The discovery of various forms of C modifications, namely 5hmC, 5fC and 5caC, further expand the efforts to map and quantify these low-abundance bases in different cell and tissue types [76]. The emerging SMRT and nanopore sequencing technologies have enabled the direct reading of C modifications without the pre-treatment of DNA and amplification; however, the throughput and accuracy must be substantially improved before these techniques become contenders against second-generation sequencing technologies [14].
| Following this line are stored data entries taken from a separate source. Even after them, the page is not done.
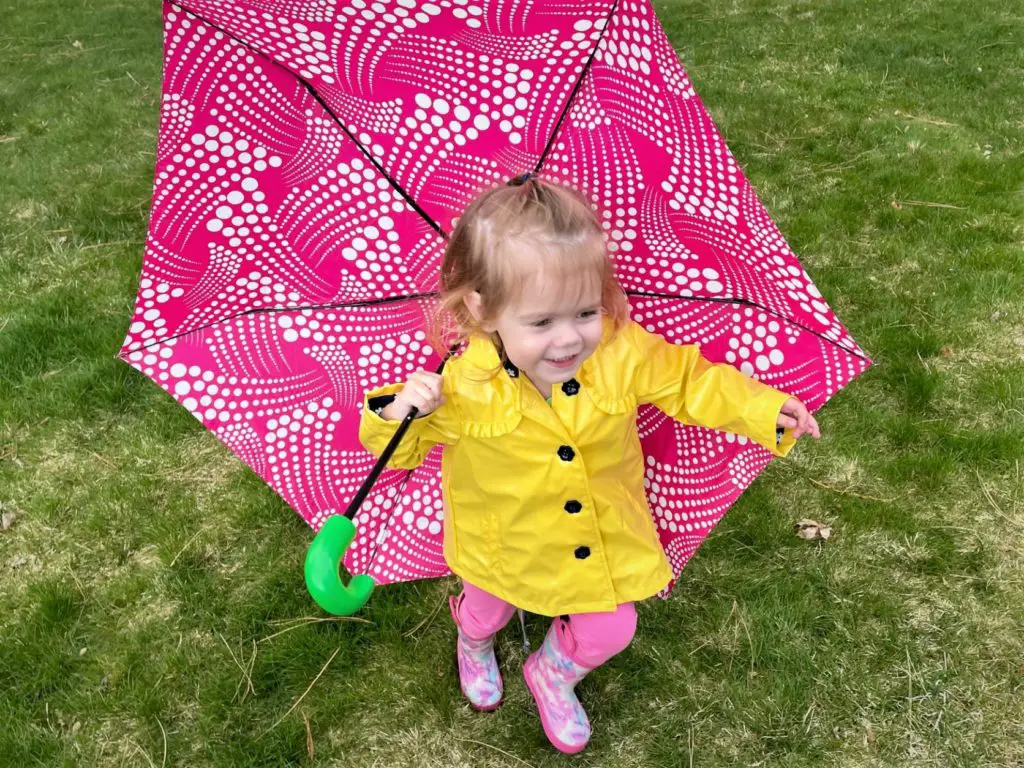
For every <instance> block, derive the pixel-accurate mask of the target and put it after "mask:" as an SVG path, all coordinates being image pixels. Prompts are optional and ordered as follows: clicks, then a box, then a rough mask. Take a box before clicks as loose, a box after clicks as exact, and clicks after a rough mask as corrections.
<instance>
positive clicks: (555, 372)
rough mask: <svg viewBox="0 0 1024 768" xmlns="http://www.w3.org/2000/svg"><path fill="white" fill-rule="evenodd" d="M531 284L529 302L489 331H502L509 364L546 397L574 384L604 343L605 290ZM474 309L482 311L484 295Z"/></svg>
mask: <svg viewBox="0 0 1024 768" xmlns="http://www.w3.org/2000/svg"><path fill="white" fill-rule="evenodd" d="M574 288H575V287H572V286H563V285H554V284H553V283H552V282H550V281H544V280H541V279H540V278H538V279H535V280H531V281H530V284H529V285H527V286H526V288H525V290H524V291H523V298H522V299H521V300H520V301H518V302H516V303H514V304H511V305H509V306H507V307H505V309H504V310H503V311H502V312H501V314H500V315H499V316H498V317H497V319H496V321H495V322H494V323H493V324H483V325H482V327H483V330H484V331H487V332H488V333H494V332H497V333H498V335H499V336H500V337H501V339H502V343H503V344H504V346H505V353H506V354H507V355H508V358H509V360H511V361H512V365H514V366H515V367H516V368H518V369H519V371H521V372H522V373H523V374H525V375H526V376H527V377H529V380H530V381H531V382H534V384H535V385H536V386H537V388H538V389H539V390H540V391H541V394H543V395H544V396H545V397H550V396H551V389H552V387H553V386H555V385H558V384H561V383H562V382H565V381H568V380H569V379H571V378H572V377H573V376H575V373H577V371H579V370H580V366H581V365H582V364H583V361H584V360H585V359H587V358H588V357H589V356H590V355H591V354H593V352H594V350H595V349H596V348H597V345H598V343H599V342H600V341H601V331H602V325H601V314H602V310H601V289H600V286H599V285H589V286H581V287H580V290H573V289H574ZM467 304H468V305H469V308H470V311H471V312H473V314H474V315H475V316H477V317H479V316H480V315H481V314H482V312H481V309H482V305H481V303H480V295H479V294H477V293H474V294H472V295H471V296H470V297H469V299H467Z"/></svg>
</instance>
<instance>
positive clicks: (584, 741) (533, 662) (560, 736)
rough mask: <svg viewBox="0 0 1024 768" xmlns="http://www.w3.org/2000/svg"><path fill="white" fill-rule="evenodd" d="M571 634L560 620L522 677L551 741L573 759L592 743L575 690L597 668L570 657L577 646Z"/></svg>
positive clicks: (587, 723) (589, 734) (522, 674)
mask: <svg viewBox="0 0 1024 768" xmlns="http://www.w3.org/2000/svg"><path fill="white" fill-rule="evenodd" d="M567 632H568V628H567V625H566V624H565V622H564V621H563V620H561V618H556V620H555V621H554V622H553V623H552V624H551V629H550V630H548V635H547V637H545V638H544V644H543V645H542V646H541V647H540V648H539V649H538V650H537V652H536V653H534V654H531V655H530V656H529V658H527V659H526V664H525V665H524V666H523V668H522V675H523V677H524V678H525V679H526V687H527V688H529V692H530V693H531V694H532V696H534V700H535V701H537V709H538V710H539V711H540V713H541V725H542V726H544V732H545V734H547V736H548V740H549V741H551V743H552V744H554V746H555V749H556V750H559V751H560V752H564V753H567V754H569V755H571V754H573V753H577V752H580V751H581V750H583V748H585V746H586V745H587V741H588V740H589V739H590V720H589V719H588V718H587V713H586V712H584V709H583V707H582V706H581V703H580V699H579V698H577V695H575V691H574V690H573V689H574V688H575V685H577V683H579V682H580V681H581V680H583V679H584V678H585V677H586V676H587V674H588V673H589V672H590V671H591V670H593V669H594V668H593V667H584V666H583V665H581V664H577V663H575V662H573V660H572V658H571V657H570V656H569V654H568V650H567V648H571V647H572V646H573V645H574V643H573V642H572V640H571V638H570V637H568V636H567Z"/></svg>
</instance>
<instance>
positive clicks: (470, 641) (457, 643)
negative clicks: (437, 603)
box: [449, 595, 502, 712]
mask: <svg viewBox="0 0 1024 768" xmlns="http://www.w3.org/2000/svg"><path fill="white" fill-rule="evenodd" d="M461 600H462V596H461V595H460V596H459V597H451V598H449V607H450V608H451V609H452V618H454V620H455V626H456V627H457V628H458V630H459V640H458V642H457V643H456V657H457V658H458V660H459V685H460V686H461V687H462V693H463V695H464V696H466V698H468V699H469V706H470V707H472V708H473V709H474V710H478V711H480V712H490V711H493V710H497V709H498V708H499V707H500V706H501V703H502V676H501V673H499V672H498V659H497V658H495V636H494V635H492V636H490V637H488V638H486V639H485V640H473V639H472V638H470V637H467V636H466V634H465V633H464V632H463V631H462V625H461V624H460V623H459V603H460V602H461Z"/></svg>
In addition to providing underlying biological insights, DNA methylation assays have great potential for application to different fields, particularly medicine and forensic sciences [119, 120]. In medicine, these methodologies aid in the identification of epigenetic-based biomarkers for cancer and other epigenetic-related diseases, which serve as measurable indicators of biological conditions for predicting the presence or severity of a disease state or treatment response and further contribute to the development of clinical treatments and personalized medicine throughout life [120124]. DNA methylation has been applied to the discrimination of fetal and maternal DNA in circulating cell-free DNA to obtain more pure fetal DNA for downstream analyses, such as chromosomal abnormality [125]. With improvements in low-input bisulfite sequencing and single-cell techniques, methylomes at an early embryonic developmental stage during pregnancy could be obtained to identify an abnormal fetus. Regarding applications in forensic sciences, DNA methylation analysis may be useful in the verification of DNA samples, body fluid identification and the estimation of ages and phenotypic characteristics [119]. The ongoing advancements in technology allow the development of more accurate and affordable methods for methylation analysis, such as with the application of single-cell noninvasive prenatal tests, and further enhance our understanding of the roles of DNA methylation and its underlying mechanism in disease progression and the modulation of DNA methylation in response to different environmental cues in different cell and tissues types.